OPEC made the right calls on Friday in Vienna even amidst their usual drama. The Wall Street Journal
and various sources are reporting a deal between the cartel and its “OPEC+” partners to cut down on
crude output by 1.2 million barrels per day. The details are still not clear at this time but some reports
have shown that OPEC will compensate for 0.8 mmbpd of the cuts with the + members most notable
This level of reduction according to some people will bring back balance to the world oil markets.

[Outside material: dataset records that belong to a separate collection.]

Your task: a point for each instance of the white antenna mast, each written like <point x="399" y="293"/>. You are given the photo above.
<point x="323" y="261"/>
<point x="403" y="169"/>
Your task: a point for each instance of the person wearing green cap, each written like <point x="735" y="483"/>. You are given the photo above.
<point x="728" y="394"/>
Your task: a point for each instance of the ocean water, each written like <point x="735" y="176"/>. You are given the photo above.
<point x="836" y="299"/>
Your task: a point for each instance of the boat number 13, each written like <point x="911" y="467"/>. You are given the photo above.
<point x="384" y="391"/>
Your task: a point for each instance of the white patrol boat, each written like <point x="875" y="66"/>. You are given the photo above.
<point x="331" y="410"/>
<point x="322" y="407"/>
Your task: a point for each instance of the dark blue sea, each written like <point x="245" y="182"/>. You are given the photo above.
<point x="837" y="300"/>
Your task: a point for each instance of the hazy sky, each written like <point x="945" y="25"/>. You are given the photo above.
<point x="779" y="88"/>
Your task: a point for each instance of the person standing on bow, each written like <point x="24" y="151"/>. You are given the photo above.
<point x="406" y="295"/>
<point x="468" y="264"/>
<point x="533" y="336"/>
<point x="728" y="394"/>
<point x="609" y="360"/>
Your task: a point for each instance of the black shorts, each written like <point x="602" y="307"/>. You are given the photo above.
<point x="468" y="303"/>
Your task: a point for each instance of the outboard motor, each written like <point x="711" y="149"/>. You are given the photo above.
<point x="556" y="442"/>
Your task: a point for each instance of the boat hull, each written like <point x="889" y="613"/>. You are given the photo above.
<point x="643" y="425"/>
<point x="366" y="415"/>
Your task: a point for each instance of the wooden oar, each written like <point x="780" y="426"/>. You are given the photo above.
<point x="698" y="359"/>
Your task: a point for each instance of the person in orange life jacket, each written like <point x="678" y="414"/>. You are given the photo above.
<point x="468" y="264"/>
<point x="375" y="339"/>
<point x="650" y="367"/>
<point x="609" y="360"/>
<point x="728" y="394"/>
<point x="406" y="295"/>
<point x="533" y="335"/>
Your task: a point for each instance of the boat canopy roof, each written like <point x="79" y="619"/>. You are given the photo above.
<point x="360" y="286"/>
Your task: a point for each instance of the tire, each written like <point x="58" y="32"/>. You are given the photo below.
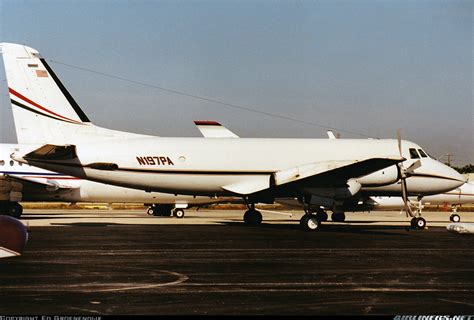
<point x="253" y="217"/>
<point x="420" y="223"/>
<point x="322" y="216"/>
<point x="15" y="210"/>
<point x="178" y="213"/>
<point x="455" y="218"/>
<point x="310" y="223"/>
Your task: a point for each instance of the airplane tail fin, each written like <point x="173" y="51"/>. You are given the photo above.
<point x="43" y="109"/>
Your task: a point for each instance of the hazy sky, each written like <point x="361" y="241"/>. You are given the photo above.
<point x="368" y="67"/>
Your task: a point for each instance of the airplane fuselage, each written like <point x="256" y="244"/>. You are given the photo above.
<point x="201" y="166"/>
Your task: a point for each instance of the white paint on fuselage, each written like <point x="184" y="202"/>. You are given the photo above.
<point x="203" y="166"/>
<point x="84" y="190"/>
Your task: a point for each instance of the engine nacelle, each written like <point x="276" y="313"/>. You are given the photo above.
<point x="382" y="177"/>
<point x="352" y="188"/>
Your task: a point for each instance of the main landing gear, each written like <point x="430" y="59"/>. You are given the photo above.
<point x="454" y="216"/>
<point x="252" y="216"/>
<point x="13" y="209"/>
<point x="165" y="210"/>
<point x="311" y="221"/>
<point x="417" y="222"/>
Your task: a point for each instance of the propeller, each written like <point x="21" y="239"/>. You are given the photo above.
<point x="405" y="173"/>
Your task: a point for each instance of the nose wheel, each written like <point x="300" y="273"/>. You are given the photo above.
<point x="418" y="223"/>
<point x="252" y="217"/>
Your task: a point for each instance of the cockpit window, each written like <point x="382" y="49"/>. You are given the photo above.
<point x="414" y="154"/>
<point x="422" y="153"/>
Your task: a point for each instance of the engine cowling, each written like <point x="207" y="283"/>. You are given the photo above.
<point x="382" y="177"/>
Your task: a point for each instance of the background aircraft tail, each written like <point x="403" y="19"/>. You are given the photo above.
<point x="43" y="110"/>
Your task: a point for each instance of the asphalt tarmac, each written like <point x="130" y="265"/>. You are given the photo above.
<point x="209" y="263"/>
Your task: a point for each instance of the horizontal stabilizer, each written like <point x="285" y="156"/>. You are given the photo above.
<point x="213" y="129"/>
<point x="249" y="186"/>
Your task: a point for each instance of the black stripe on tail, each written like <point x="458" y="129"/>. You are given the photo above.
<point x="66" y="93"/>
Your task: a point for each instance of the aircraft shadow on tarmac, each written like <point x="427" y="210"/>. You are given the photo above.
<point x="332" y="228"/>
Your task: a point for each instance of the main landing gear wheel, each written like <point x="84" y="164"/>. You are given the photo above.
<point x="338" y="217"/>
<point x="321" y="216"/>
<point x="252" y="217"/>
<point x="310" y="222"/>
<point x="418" y="223"/>
<point x="178" y="213"/>
<point x="455" y="218"/>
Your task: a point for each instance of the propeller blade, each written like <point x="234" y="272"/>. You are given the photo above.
<point x="406" y="201"/>
<point x="399" y="141"/>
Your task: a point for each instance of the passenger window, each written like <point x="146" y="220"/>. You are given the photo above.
<point x="422" y="153"/>
<point x="414" y="154"/>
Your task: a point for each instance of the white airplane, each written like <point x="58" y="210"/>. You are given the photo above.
<point x="453" y="198"/>
<point x="256" y="170"/>
<point x="21" y="182"/>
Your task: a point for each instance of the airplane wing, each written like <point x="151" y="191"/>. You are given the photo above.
<point x="213" y="129"/>
<point x="321" y="174"/>
<point x="49" y="183"/>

Crude
oil traders also seem to be in agreement with this line of thinking with West Texas Intermediate crude
oil futures going up over $2/bbl in early trading and the more popular European crude oil benchmark,
Brent trading up about 5% today at $63/bbl.
This turn out of events will be a huge relief for the management of US oil exploration and production
companies (E&Ps). It is great to see that the counterproductive decision of OPEC to increase production during the now infamous Thanksgiving of 2014 didn’t recur. This softer OPEC and the diplomatic spirit of Bush 41 is so obvious to see in OPEC’s wise decision to reduce production going forward.
The E&P managements are usually wrongly accused of being responsible for the seeming imbalance in the world oil markets but when you look closely at the Weekly Petroleum Status Report by the US
Energy Information Administration, you realize that this is totally wrong.
In the US, average crude oil production numbers were at 11.700 mmbpd recording an increase of 1.993
mmbpd from the previous year. However, we saw a decrease in US net crude import of about 1.828
mmbpd. Therefore, the delta in production was almost offset by the decrease in imports and the
remaining 165,000 barrels per day can be seen as a rounding error.